In fact, their concentration was such that in the first minute, the Germans did not touch the ball once before Uli Hoeness brought down Cruyff for a penalty, which Johan Neeskens duly converted. Krol and Co were unable to take advantage of this incredible start, however, and would eventually find themselves on the end of a 2-1 defeat.

The winning goal was scored by Gerd Muller, who emerged victorious from his duel with Krol, who recalled: “I’d blocked his first effort, but as he went for it a second time, he mishit it a little. Otherwise I would have had it. In the end, the ball finished up in the back of the net."
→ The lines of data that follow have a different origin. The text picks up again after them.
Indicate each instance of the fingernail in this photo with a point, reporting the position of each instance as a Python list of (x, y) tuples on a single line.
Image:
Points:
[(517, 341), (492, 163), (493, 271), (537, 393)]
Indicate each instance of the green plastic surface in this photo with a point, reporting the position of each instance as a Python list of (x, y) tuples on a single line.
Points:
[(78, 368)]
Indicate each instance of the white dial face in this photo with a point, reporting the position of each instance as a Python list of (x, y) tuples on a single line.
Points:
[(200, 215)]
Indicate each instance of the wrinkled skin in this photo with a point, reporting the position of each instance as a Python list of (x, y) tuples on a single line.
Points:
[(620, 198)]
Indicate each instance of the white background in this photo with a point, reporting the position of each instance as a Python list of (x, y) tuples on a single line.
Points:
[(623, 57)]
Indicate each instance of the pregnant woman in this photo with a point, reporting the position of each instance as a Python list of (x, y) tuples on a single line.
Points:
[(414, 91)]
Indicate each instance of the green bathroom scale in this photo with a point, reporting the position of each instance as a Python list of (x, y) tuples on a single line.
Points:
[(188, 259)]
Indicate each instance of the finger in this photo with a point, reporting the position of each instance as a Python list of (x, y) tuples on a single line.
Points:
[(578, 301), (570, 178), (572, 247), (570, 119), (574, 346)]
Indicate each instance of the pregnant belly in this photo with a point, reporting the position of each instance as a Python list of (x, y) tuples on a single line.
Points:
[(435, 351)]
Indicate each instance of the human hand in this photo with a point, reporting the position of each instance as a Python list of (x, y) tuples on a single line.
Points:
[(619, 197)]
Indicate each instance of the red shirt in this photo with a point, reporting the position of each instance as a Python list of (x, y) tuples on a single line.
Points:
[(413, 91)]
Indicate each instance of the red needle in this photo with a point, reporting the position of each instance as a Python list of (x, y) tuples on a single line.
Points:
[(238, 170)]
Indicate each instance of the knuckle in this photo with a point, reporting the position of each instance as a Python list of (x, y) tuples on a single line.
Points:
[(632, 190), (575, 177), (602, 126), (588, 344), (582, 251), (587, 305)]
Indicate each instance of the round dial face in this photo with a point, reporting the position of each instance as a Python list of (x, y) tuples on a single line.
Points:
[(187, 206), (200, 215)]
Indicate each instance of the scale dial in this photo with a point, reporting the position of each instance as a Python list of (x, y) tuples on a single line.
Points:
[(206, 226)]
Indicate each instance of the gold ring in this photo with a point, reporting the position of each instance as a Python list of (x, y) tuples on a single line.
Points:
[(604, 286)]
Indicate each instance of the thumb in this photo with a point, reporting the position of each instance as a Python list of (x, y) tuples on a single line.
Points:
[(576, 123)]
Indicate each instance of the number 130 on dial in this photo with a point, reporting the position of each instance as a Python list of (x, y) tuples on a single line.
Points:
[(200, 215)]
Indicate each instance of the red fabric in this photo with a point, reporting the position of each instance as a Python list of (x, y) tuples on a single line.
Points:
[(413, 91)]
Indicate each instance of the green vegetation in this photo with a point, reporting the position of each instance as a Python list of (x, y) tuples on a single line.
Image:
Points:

It’s very sad not to have been world champions with a team that played so well. I’ve got two silver medals, but I’d swap them both for a single gold one.
Ruud Krol

Franz Beckenbauer and his team-mates may well have lifted the Trophy, but it was the Dutch who received the plaudits from the watching world, following their sensational run at FIFA’s flagship tournament, one which saw them defeat Uruguay (2-0), Argentina (4-0) and defending world champions Brazil (2-0), all the while practising a delightful, flowing brand of football.

It seemed to many who had witnessed their dominating displays that the competition runners-up would get another shot at glory in the not too distant future. And so they did, four years later in Argentina, where, even without talisman Cruyff, and with Krol now captain and deployed in a sweeper role, the Oranje continued to create many magic moments on the pitch, reaching a second successive Final in the process. But the fates had decided that they would once again face a host nation backed by a fervent home support.

And like Muller four years previously, the Dutch came up against a striker at the peak of his powers in the form of Mario Kempes, whose goal in extra time – his second of the afternoon – sealed a 3-1 win for La Albiceleste. The Netherlands had earlier come back from 1-0 down to equalise with eight minutes to go, and when Rob Rensenbrink was wonderfully set up by Krol in the final seconds of normal time, the post denied the Dutch what surely would have been a title-winning goal.

Debates about the best player to have never lifted the FIFA World Cup are always heated, with Michel Platini, Alfredo Di Stefano, Ferenc Puskas, Zico and Eusebio among the names that are regularly put forward. But when the question is extended to the best team, a consensus is usually reached quite quickly. Even the great Hungary team of 1954 are pipped to the post by the Netherlands in this category.

“It was a profoundly painful experience," said Krol over 30 years on from the second disappointment. "I haven’t really moved on from it. It’s very sad not to have been world champions with a team that played so well. I’ve got two silver medals, but I’d swap them both for a single gold one. We’ll always be the country that played well and won nothing. Of course, the 1988 side won the European Championship, but not the World Cup. The World Cup is something else altogether.”

Winding down an artist's career
Dutch football missed its opportunity to rule the world, at roughly the same time that Ajax’s reign over Europe was brought to an end by the emergence of English and German clubs, who between them would win every European Cup between 1974 and '84. In 1980, Krol turned 31 and decided that his best years were behind him. He opted to sign for Vancouver Whitecaps, but after just 14 matches for the Canadian outfit, came to the realisation that he was still capable of playing top-flight football in Europe, and promptly joined Napoli.

Once again, the versatile Dutchman’s timing was lacking – in four seasons in Naples, he won nothing, with the exception of the hearts of the Stadio San Paolo faithful and the award of Serie A’s Best Foreign Player in 1981.

He left the club in 1984, just a few days before the arrival of a certain Diego Maradona. While the Italian side were entering the greatest era of their history, Krol was drawing the curtain on his career at Cannes, in the French second division.  In a town better known for its world-famous film festival, Krol summed up his career in an appropriate manner: “Football is not an art, but it is an art to play it well.”